Using standard Postgres with sharding for OLTP workloads is great but there are better options for OLAP, especially if you’re using managed services. Also there is the Citus cloud offering if you want to stay with Postgres.
This is just patitioning a log on time so you can query the most recent and delete the old stuff.
I doesn't even really seem to me you necessarily want to partition on time since your load distribution is going to be terrible.
Edit: too add a little. There is a thing called a temporal database that is a little more general in usage i feel in that it is more about facts at specific points in time (such as your address last year) that i think this is more about.
There is even a bitemporal database that has two time dimensions (what do we think your last year's address is right now and what did we think your last year's address was yesterday - and in those you don't ever delete data that is wrong, you just update your belief about that point in time) and they are really interesting to work with. Those would seem much more similar to this.
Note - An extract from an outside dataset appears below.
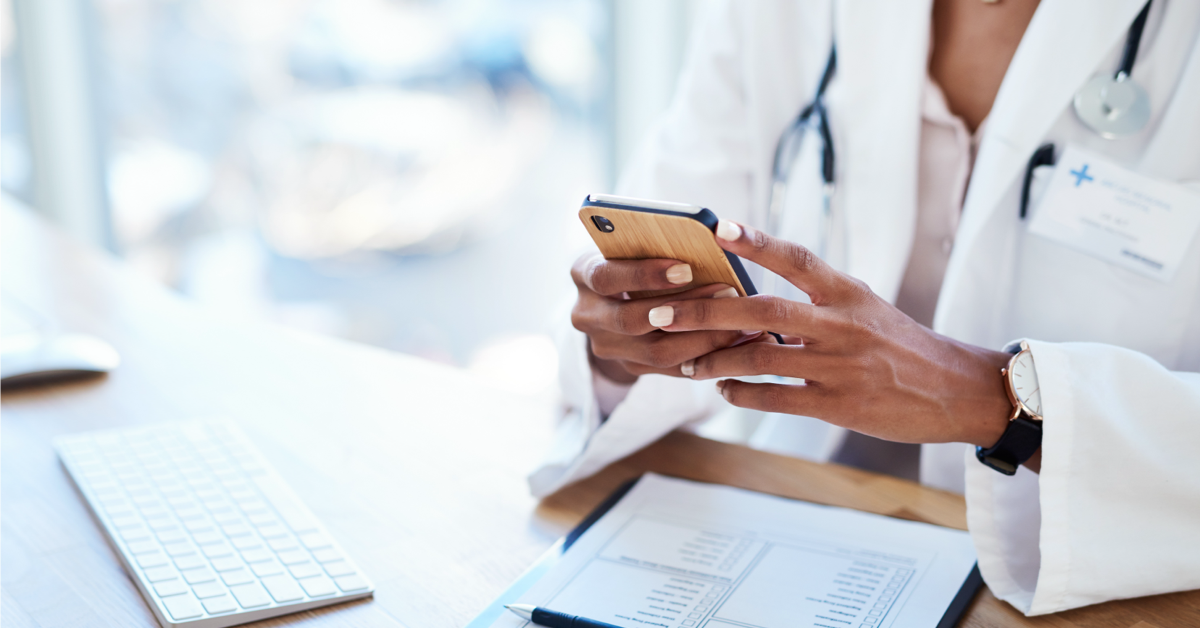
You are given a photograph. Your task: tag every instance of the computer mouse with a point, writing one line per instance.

I think their definition of time-series database fits the common usage I've seen everywhere: the data has a time dimension and is append-only/immutable (well, ok, you can mutate the data in a postgresql table, but nobody's forcing you to).
Given the choice between selecting a specialized time-series only database or using a time-series pattern in your existing postgresql database, postgresql is often (usually?) the more pragmatic choice. That's what we do at mixrank with time-series tables approaching the 100 billions of rows.
I think that's not accurate. The tables mentioned in the post are first sharded/distributed on `repo_id`. Later, each shard is also partitioned on time dimension (i.e., `created_at `). Thus, the load should be distributed proportionally with the activity for each `repo_id`.
Postgres 10 partitioning does have a few limitations and inefficiencies that will be resolved in Postgres 11. Partitioning is the most actively developed area of postgres.
Note that Citus shards across multiple nodes, and can then partition on disk using native partitioning, which is automated by pg_partman. TimescaleDB so far only works on a single node.
Citus can also run parallel, distributed SQL queries, perform distributed transactions, and build rollups tables in parallel, and is used in Postgres clusters with up to a petabyte of data.
Timescale seems to me more about the analytics side of things, focusing on ingestion speed and aggregation. Correct me if I'm wrong somebody.